Ou seja, uma banda até sobrevive com um guitarrista virtuoso mais jamais
irá longe, sem um grande vocalista .
O pessoal do Kkaducos parece seguir essa tática à risca. Pelo menos
foi isso que eles demonstraram no último show que vi da banda. Era um dia
de chuva no Rio, e só quem mora lá sabe a verdadeira dimensão dessa
catástrofe. Em milagrosos quinze minutos fui da Cinelândia a Botafogo. O
estomago vazia e o corpo ,assim como toda a cidade ,cheio de água. Entre
mortos e feridos vendavais e poças d'água cheguei finalmente ao local do
show.
O local era o auditório de uma faculdade, ao meio dia de uma
terça feira cinzenta e desestimulante. Mal cheguei e a banda entrou. O
guitarrista (Baptista) calado e cabisbaixo parecia (e estava) concentrado.
O Baixista (Fernando Ferraz ) preocupado com o som e com a divulgação das
datas. Ai vem o baterista (Felipe Souto maior): de óculos escuros (lembre
-se meio dia) encharcado e descendo a mão na bateria . Por último chega o
vocalista (Almyr), mais embriagado que molhado. Fazendo piadas, agradecendo
(com a língua meio ociosa) e desejando boa noite (não é ser chato mais era
meio dia )
Depois dessa entrada apoteótica, o Kkducos futebol clube,
bateu um bolão. Sem ao menos dar oportunidade aos adversários (aqueles que
berram, sempre: toca Raul! ) Logo eles mandaram aluga -se ( sem aquele
lá´lá lá lá´dos titãs ) e desceram um rock atrás do outro (Barão ,
Paralamas e lulu ) continuando fiéis a nossa música emendaram Mr . Jorge
Benjor (golaço) . Depois para encerrar Beatles Deep Purple e James Brown.

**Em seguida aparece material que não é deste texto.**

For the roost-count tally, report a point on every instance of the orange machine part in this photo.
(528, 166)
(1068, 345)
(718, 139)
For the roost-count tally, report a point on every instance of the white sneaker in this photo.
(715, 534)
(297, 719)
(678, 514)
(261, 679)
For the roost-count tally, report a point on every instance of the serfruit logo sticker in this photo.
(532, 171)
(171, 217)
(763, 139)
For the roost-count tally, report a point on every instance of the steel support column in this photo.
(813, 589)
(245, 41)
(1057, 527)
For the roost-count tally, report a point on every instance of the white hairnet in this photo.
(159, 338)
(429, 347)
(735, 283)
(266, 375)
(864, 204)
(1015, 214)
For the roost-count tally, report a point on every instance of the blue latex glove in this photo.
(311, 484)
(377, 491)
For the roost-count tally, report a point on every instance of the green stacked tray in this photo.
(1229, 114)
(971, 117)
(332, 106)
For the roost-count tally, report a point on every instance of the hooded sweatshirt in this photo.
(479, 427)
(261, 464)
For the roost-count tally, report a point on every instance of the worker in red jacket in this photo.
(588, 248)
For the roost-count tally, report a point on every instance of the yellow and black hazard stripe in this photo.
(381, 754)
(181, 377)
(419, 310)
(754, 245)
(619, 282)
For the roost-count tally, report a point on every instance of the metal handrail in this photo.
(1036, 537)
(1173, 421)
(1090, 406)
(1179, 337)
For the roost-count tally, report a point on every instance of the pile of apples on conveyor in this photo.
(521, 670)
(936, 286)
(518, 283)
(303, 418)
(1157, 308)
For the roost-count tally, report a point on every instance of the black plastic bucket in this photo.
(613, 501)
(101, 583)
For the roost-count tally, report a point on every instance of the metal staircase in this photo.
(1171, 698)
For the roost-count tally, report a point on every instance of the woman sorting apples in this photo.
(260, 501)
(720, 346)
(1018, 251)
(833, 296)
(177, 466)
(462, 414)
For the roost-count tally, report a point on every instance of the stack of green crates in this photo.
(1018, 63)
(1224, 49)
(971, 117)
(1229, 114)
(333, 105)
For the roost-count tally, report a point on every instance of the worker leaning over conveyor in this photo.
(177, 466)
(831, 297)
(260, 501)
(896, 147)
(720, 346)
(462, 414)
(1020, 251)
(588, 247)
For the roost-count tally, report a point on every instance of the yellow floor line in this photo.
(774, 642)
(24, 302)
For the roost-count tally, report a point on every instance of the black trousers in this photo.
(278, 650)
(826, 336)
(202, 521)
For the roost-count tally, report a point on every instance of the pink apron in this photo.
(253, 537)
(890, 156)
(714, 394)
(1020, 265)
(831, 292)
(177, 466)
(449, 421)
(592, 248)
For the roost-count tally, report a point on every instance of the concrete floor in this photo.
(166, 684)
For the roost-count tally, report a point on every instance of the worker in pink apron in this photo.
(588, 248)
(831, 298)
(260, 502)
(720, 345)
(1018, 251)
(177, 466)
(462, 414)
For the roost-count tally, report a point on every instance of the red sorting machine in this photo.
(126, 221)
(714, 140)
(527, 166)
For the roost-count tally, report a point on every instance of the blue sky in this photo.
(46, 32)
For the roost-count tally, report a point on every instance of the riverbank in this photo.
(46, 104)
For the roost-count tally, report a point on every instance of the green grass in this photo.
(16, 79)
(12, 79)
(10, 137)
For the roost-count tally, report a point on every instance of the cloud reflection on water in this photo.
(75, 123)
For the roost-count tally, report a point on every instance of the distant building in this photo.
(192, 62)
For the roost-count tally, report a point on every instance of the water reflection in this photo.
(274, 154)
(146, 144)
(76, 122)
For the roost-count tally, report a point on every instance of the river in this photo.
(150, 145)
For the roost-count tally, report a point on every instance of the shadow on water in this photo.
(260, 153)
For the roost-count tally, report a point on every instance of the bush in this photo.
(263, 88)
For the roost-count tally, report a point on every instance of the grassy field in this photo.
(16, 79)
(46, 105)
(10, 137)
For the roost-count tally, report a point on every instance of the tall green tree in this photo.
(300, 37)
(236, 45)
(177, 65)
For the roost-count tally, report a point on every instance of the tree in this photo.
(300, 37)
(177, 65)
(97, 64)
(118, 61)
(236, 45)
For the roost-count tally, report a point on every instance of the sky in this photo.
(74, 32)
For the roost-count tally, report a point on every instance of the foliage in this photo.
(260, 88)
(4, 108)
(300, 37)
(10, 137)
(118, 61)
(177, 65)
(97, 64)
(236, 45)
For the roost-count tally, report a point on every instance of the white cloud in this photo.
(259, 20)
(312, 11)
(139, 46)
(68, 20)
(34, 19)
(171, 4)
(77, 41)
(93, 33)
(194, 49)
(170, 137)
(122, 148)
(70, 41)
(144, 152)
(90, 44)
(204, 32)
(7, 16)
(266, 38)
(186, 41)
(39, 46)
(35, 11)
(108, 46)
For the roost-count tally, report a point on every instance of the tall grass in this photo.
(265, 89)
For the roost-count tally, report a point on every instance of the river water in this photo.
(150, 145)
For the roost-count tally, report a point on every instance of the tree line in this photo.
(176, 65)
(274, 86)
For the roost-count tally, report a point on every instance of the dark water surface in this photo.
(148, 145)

Também rolaram duas de autoria própria .
Há quem diga que a banda faz um rock farofa, muito tropical. Mais é
autêntico. Ajudados pelo tempo feio, os caras fizeram aquele auditório ter
momentos londrinos. Lógico sem perder a brasilidade (bezerra da silva
também não faltou) .
Enfim, depois de ouvir Kkaducos, qualquer banda brasileira,
pós-século vinte e um e que esteja no mainstream , pode doer como um chute
na canela .(0)
Curta e grossa
De quebra ainda rolou uma entrevista com o vocalista Almyr Netto após o
show .
Me fale sobre banda o som , a idade ?
A banda já existe há 4 anos. Desde 2002 tocamos rock, porém antes
éramos um Power Trio, e só neste ano houve a entrada do Baptista na
guitarra, e por isso mudamos de nome, essa mudança caracteriza um
recomeço.Até porque ficamos uns 8 meses sem tocar em 2005.
E qual a razão dessa banda ?
Desde que cada um de nós começou a aprender a tocar, também começamos a
querer tocar em grupo. Eu e o Fernando já tocamos ha mais tempo juntos,
desde 1999. E o Felipe e o Baptista também tiveram outras bandas antes.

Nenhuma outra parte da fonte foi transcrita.